Né en 1955 à Rochefort sur mer, en Charente maritime, Philippe Roy est historien, spécialisé dans l’histoire des religions.
         Il publie des travaux sur les spiritualités et les marges dissidentes dans les grands courants religieux.       
 
         J’ai passé mon enfance entre Rochefort et La Rochelle, au bord de l’Océan, où j’ai suivi mon cursus scolaire et universitaire et réalisé mes premières expériences professionnelles, avant de choisir de vivre en montagne, dans les Pyrénées ariégeoises.
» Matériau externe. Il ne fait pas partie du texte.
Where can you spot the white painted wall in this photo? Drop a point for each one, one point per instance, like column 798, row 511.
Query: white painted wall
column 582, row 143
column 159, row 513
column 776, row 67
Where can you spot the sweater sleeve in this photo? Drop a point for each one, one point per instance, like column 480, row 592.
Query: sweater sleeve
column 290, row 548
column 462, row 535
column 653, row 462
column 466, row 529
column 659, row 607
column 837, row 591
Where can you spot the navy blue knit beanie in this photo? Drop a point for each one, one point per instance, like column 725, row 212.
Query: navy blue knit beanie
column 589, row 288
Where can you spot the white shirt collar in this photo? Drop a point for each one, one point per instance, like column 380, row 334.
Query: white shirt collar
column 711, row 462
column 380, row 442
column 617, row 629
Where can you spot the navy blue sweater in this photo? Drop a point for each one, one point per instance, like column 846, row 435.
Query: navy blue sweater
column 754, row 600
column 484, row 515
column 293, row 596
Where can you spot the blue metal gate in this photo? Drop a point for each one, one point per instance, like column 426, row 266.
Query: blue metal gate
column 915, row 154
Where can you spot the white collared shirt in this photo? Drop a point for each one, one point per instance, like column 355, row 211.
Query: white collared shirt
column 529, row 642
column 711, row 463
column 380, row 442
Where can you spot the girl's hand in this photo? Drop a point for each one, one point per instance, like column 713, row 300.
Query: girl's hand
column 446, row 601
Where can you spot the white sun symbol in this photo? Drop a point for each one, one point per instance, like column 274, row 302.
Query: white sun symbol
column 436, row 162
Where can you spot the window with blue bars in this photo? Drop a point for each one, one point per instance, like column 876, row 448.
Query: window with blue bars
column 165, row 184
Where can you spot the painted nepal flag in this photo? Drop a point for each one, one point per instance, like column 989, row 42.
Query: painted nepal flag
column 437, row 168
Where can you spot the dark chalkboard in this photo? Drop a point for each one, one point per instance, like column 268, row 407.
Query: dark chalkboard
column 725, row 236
         Au début des années 1980, à Montségur, j’ai fréquenté la maison de Fanita de Pierrefeu où j’ai connu René Nelli, conservateur du Musée de Carcassonne et historien du catharisme, qui a fortifié mon goût pour les études médiévales. J’ai par la suite participé aux travaux de l’Institut d’Etudes Cathares fondé par Charles Delpoux à Toulouse, et animé par Jean Duvernoy, Pierre Durban, Michel Roquebert et d’autres chercheurs investis à cette époque dans les travaux sur le catharisme, avant que la création du Centre National d’Etudes Cathares de Carcassonne ne regroupe et rationalise dans un cadre scientifique les recherches que le régionalisme occitan et les effets de mode avaient émietté en de multiples orientations plus ou moins fondées. A travers les amplifications ésotériques et la fréquentation passionnée de ces sites marqués par une tentative différente de transcender le destin humain, se dessinait une sociologie de la demande spirituelle dans le monde moderne que Max Weber disait désenchanté dans ses excès productivistes et consuméristes. Durant quelques années, j’ai parcouru les espaces, les centres et les imaginaires actuels d’Orient et d’Occident pour appréhender les mobiles et les horizons de ces nouveaux prophètes qui s’emparaient souvent de l’histoire pour promouvoir, à leur profit ou à celui d’une autre vision du monde, une représentation proprement moderne et compensatoire de nos héritages spirituels.
         Désireux de m’illustrer dans un faire concret et créatif, j’ai par ailleurs développé un atelier de reliure d’art dans les années 1980, tandis que je suivais un processus d’analyse didactique sous la direction de Pierre Durban, psychiatre-psychanalyste de l’école de C.G. Jung. Approfondir les voies de la psychologie dite des profondeurs prolongeait l’accès au phénomène humain qui ne sépare jamais le travail intellectuel de l’expérience et de l’éprouvé, tout en augmentant les théories scientifiques de l’histoire d’une dimension verticale. Je peux dire que Jung a été une référence éclairante dans mes efforts pour aboutir à une anthropologie sensible dans l’exploration des ressorts dynamiques de l’esprit. C’est pourquoi, pour comprendre la quête intérieure de l’Homme, j’ai toujours préféré étudier les dissidences spirituelles et les pensées en marge dans les institutions collectives.
         Dans les années 1990, j’ai été rédacteur pour l’édition et illustrateur en édition d’art, principalement pour les Éditions Larroque, à Cordes, dans le Tarn.            
         J’ai commencé à publier mes travaux dans la même période.
        En 2009, je suis revenu au sein de l’Université, à Toulouse 2 – le Mirail où je suis Chargé de cours, et où j’ai rejoint la Maison de la Recherche pour soutenir une thèse de doctorat sur les cultes à mystères gréco-latins et participer aux travaux du laboratoire de recherche interuniversitaire E.R.A.S.M.E (Equipe de recherche sur la réception de l’Antiquité : Sources, Mémoire, Enjeux) axés sur mon domaine de l’histoire des religions, dans les périodes de l’Antiquité classique et de l’Antiquité tardive (jusqu’au IVe siècle p. C).
      En parallèle à mes activités scientifiques, gratifiantes sur le plan intellectuel et passionnantes par le partage des travaux au sein d’un réseau de chercheurs, ma vie reste mue par une quête d’intériorité que l’ignorance propre aux limitations humaines étreint toujours et qui m’amène à cultiver une reliance dans un effort de philosophie pratique, à retrouver dans la rigueur savante un décryptage méthodique de l’expérience intime et subtile.